The language plainly indicates to me that State parks will not have baseball diamonds, football fields, tennis courts, ice rinks, and swimming pools, but rather, picnic grounds, hiking trails, lookout towers, and observation points. The phrase, “so far as possible,” is a plain indication to me that the legislature knew that use by the public would be antithetical to a forest primeval. It therefore permitted modifications of the natural surroundings in parks, but reserved the pristine state for nature preserves.
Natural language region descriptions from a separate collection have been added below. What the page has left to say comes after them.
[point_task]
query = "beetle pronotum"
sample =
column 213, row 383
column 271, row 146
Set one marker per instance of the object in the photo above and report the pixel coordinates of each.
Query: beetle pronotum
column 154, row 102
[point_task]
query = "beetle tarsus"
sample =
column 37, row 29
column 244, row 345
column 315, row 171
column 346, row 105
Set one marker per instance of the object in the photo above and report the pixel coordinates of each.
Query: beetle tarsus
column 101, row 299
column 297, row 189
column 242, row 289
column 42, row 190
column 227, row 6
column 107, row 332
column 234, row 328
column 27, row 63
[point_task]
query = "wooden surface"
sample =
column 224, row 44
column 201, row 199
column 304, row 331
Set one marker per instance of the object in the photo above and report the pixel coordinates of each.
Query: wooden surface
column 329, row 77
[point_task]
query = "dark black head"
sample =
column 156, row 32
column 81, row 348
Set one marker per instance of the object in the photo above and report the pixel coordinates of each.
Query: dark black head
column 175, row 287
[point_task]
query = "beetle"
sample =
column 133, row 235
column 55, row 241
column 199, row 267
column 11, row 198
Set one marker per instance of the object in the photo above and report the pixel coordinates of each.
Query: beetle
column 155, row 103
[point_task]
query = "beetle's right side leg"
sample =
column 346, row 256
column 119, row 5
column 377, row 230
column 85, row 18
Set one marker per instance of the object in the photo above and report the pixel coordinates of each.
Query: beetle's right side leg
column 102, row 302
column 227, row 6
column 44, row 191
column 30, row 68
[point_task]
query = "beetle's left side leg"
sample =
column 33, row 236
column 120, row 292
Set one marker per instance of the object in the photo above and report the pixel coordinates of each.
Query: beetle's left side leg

I see no necessity to resort to the Civil Administrative Code in order to find authority in the Department to conduct logging in the park. Section 1 of the Act vests broad management powers in the Department and section 4(6) authorizes it to contract with anyone consistent with the purposes of the Act. The record in the trial court indicates that the Department had carefully considered what might be done with the burn area and had acted on the best advice it could obtain. By ordering the trial court to enter a permanent injunction, this court has made an unwarranted intrusion into the prerogatives of the executive branch of government and in effect has constituted the plaintiff in this suit as a shadow Department of Conservation, unelected and unappointed, responsible only to itself.

I am left with the distinct impression that the plaintiff’s concern is not so much for parks and trees, but with money. At oral argument plaintiff’s counsel indicated that its motive was to prevent any profit-making in State parks and that any profit from State parks was “suspect.” The majority apparently concurs, sub silentio, with its reference to “commercial exploitation.” The record does not bear this out. The Director of the Department testified without contradiction that there was no policy established to conduct commercial logging operations in State parks and the operation proposed in Pere Marquette came about as a result of shortage of department personnel and the hope of recovering at least part of the cost of rehabilitation by selling the logs. The unanswered question is whether there would have been any lawsuit at all if the logging in Pere Marquette were being done by the department itself.

I agree with the majority that the trial court was in error in imposing its own conditions on the logging operation. I strenuously disagree with the majority’s imposition of an injunction, especially after a pious recital of the doctrine of judicial restraint in the interference with the discretion of a public officer. The State parks will be given over to brambles, briars and buckeybrush.

I would vacate the trial court’s order imposing special conditions, and I would affirm its denial of injunctive relief.